Las cenizas son una señal de aceptación del holocausto por Dios. Que Dios acepte el holocausto es que Él lo convierta en cenizas. En cuanto a esto, el Salmo 20: 3 dice: "Recuerde todas tus ofrendas y acepte tu holocausto". La palabra hebrea traducida como "aceptar" aquí realmente significa "vuelva en cenizas". Cuando nuestra ofrenda se convierte en cenizas, es una fuerte señal de que ha sido aceptada por Dios.

Por lo general las personas no consideran las cenizas como algo agradable. Sin embargo, para quienes ofrecen el holocausto, las cenizas son realmente agradables, incluso preciosas, porque son un signo que nos da la seguridad de que nuestro holocausto ha sido aceptado por Dios.

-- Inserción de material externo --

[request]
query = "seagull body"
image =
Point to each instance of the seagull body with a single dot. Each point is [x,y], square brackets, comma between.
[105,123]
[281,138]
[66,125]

La palabra hebrea traducida "aceptar" se puede traducir no sólo como "convertir en cenizas" sino también como "aceptar como grasa", "hacer grasa" y "ser en forma de grasa". Porque que Dios para acepte nuestro holocausto significa no sólo que se vuelve cenizas sino que Él lo acepta en forma de grasa, algo que es dulce y agradable a Él. A nuestros ojos la ofrenda se ha convertido en cenizas, pero a ojos de Dios es la grasa; que le place y le satisface en forma de grasa.

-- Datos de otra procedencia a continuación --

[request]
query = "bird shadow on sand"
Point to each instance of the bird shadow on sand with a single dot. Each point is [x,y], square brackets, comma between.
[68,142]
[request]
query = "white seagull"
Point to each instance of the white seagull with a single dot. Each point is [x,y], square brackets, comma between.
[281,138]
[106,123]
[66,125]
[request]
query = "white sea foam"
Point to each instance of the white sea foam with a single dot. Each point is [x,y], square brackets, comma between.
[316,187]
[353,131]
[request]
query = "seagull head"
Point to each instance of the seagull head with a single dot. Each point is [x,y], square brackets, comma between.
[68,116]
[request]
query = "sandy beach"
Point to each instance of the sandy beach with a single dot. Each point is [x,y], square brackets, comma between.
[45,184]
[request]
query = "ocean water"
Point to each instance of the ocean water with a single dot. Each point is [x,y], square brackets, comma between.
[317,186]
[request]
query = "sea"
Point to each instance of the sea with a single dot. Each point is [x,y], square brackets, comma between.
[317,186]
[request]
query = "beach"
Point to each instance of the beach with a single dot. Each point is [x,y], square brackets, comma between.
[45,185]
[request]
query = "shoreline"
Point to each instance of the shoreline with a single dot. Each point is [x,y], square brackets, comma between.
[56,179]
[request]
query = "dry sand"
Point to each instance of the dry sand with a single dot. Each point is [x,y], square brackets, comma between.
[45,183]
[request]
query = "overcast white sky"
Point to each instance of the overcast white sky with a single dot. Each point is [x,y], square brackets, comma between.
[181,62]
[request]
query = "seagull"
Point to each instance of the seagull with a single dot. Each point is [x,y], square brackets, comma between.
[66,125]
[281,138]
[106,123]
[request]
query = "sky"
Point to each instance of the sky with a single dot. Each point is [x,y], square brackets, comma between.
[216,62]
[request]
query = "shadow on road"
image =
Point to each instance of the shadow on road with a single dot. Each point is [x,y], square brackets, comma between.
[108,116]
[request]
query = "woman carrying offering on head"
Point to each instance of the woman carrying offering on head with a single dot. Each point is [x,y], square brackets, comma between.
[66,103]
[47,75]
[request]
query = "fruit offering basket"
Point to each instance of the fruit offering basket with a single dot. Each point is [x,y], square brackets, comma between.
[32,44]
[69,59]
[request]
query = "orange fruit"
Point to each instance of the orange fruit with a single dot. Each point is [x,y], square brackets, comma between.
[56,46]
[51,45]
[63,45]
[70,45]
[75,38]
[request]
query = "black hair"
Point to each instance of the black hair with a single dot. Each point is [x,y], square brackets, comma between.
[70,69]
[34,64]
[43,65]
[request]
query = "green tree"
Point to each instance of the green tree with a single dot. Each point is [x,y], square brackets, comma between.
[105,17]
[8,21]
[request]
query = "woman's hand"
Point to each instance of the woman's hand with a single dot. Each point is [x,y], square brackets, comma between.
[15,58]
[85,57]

Que el holocausto sea convertido en cenizas significa que Dios está satisfecho y que, por tanto, podemos estar en paz. Si entendemos esto, nos daremos cuenta de que en nuestra vida cristiana debe haber un montón de cenizas.

2. Puestas a la zona este del Altar

Las cenizas no eran desechadas. Se ponían al lado este del altar (1:16; 6:10), el lugar de las cenizas. El lado este es el lado de la salida del sol. Poner las cenizas hacia el lado este del altar es en realidad una alusión a la resurrección.

3. Llevadas a un lugar limpio fuera del campamento

Levítico 6:11, se habla de que el sacerdote dice: "Luego se quitará sus vestiduras y se pondrá otras vestiduras, y sacará las cenizas fuera del campamento a un lugar limpio". Una vez más vemos que las cenizas no eran desechadas. Esto indica que debemos atesorar el resultado de nuestra ofrenda del holocausto a Dios. Nunca debemos tirarlo a la basura.

VII. LA PIEL

Todo el holocausto era quemado con la excepción de la piel.

A. Una porción de la Ofrenda para el Sacerdote que ofrece

La piel del holocausto se guardaba como una porción para el sacerdote que ofrendaba. "Y el sacerdote que ofrezca holocausto de alguno, la piel del holocausto que ofrezca será para él" (7: 8).

B. Significando la Expresión externa de la Belleza de Cristo adscrito al que Sirve


La piel del holocausto significa expresión externa de la belleza de Cristo adscrita al que sirve. Cuanto más nos ofrecemos a Cristo como un toro, más de la expresión externa de la belleza de Cristo será nuestra. Entonces seremos vestidos con la expresión externa de las virtudes humanas de Cristo.